In the 287 patients in whom the CAG repeat was analyzed, the expansion size showed no correlation with the annual increase of the SARA Total Score estimated from the baseline data in any of the SCAs we studied. However, the observed annual increase of the SARA Total Score showed significant correlation with the age at baseline in SCA2 (r = −0.48, p = 0.006), SCA3 (r = −0.26, p = 0.042) and SCA6 (r = 0.30, p = 0.049) but not in SCA1 (r = −0.16, p = 0.50). The speech SARA score decreased slightly (−0.036 points per year) in patients with SCA2 whereas it worsened in patients with SCA1 (0.409 points per year), SCA3 (0.181 points per year) and SCA6 (0.196 points per year) (p < 0.001).
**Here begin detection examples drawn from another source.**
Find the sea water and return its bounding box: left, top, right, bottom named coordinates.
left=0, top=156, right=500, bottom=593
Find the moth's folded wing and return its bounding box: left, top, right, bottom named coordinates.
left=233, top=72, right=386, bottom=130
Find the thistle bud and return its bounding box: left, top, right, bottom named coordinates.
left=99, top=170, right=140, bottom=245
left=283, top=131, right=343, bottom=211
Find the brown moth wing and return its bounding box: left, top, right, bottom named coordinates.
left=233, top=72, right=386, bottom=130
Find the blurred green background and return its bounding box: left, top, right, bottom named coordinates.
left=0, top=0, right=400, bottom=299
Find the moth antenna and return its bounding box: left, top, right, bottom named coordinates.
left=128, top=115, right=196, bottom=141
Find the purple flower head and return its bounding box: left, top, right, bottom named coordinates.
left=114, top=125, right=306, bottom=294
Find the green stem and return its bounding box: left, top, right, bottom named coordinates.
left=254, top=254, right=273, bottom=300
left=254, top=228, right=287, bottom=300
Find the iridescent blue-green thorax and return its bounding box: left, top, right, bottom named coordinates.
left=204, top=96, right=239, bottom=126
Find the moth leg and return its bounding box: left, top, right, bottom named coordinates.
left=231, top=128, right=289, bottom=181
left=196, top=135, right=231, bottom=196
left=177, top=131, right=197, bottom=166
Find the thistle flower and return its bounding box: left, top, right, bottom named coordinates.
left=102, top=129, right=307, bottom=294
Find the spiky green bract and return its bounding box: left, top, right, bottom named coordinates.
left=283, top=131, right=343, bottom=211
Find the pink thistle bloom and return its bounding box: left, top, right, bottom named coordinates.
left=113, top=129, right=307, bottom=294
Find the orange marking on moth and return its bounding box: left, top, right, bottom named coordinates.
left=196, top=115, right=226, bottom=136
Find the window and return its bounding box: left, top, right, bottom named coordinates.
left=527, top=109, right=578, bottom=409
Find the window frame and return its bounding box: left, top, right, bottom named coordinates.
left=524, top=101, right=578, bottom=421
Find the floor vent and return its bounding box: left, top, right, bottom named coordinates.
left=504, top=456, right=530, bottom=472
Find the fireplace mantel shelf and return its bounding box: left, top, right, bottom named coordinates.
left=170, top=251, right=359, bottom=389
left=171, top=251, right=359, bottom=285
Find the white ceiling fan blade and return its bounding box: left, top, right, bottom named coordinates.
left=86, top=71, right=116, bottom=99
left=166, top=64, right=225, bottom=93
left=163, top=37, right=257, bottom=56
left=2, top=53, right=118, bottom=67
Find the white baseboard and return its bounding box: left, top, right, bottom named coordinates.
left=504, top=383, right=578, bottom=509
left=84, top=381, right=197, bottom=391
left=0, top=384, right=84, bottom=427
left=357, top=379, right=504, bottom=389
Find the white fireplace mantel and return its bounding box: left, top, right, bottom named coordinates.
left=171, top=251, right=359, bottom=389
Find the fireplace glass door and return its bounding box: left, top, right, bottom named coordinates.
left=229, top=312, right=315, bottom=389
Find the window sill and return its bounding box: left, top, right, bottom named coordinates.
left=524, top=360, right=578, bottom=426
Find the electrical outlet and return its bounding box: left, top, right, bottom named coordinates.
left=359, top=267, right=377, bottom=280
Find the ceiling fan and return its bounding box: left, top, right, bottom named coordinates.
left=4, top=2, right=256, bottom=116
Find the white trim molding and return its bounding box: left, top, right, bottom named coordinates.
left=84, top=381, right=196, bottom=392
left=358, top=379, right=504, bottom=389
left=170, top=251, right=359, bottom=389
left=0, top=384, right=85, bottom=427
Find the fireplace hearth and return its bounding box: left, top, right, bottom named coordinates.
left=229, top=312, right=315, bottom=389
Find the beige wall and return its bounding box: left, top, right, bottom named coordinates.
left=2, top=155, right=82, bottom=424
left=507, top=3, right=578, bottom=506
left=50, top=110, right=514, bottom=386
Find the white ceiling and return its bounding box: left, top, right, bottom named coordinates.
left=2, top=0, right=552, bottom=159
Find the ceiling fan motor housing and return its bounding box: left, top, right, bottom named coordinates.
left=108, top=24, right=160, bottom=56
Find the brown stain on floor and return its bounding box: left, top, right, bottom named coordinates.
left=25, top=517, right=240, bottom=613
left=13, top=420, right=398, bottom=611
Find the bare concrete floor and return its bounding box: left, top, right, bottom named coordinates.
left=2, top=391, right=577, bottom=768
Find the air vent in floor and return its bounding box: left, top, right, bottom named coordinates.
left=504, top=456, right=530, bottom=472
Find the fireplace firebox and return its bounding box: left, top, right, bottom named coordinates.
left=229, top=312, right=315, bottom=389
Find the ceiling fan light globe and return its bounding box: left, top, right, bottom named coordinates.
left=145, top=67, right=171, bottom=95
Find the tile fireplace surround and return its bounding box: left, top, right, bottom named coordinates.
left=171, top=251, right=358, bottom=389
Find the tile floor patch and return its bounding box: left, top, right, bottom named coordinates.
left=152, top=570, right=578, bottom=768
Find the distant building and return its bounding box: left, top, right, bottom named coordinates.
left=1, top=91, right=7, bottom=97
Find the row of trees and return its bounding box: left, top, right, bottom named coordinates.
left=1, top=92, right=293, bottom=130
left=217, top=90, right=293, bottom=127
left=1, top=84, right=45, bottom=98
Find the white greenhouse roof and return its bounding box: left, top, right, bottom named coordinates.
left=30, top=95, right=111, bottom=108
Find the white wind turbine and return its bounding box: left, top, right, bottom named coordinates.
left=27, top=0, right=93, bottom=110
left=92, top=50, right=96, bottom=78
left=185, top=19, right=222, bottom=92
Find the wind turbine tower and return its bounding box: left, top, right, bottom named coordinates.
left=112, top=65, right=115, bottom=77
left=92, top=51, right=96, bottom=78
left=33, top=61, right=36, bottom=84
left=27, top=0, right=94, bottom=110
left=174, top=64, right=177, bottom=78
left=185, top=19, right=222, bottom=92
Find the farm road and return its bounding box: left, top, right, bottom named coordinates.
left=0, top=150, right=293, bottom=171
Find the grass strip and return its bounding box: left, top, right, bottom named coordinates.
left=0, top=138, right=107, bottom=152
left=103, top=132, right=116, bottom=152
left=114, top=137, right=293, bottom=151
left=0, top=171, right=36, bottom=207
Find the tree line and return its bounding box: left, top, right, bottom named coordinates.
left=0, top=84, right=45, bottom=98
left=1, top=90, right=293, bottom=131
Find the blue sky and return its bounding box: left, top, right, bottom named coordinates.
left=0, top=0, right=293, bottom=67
Longitudinal changes in functional stage
The functional stage worsened in patients with all SCAs studied. The rate of worsening significantly differed between patients with different SCA types. Patients with SCA1 showed the fastest worsening of the functional stage with an average increase of 0.411 ± 0.07 points per year, and this was significantly greater than the increase of 0.149 ± 0.05 points in patients with SCA2, 0.181 ± 0.04 points with SCA3 and 0.188 ± 0.05 points with SCA6 (p = 0.002). There were no differences in the worsening rate among SCA2, SCA3 and SCA6.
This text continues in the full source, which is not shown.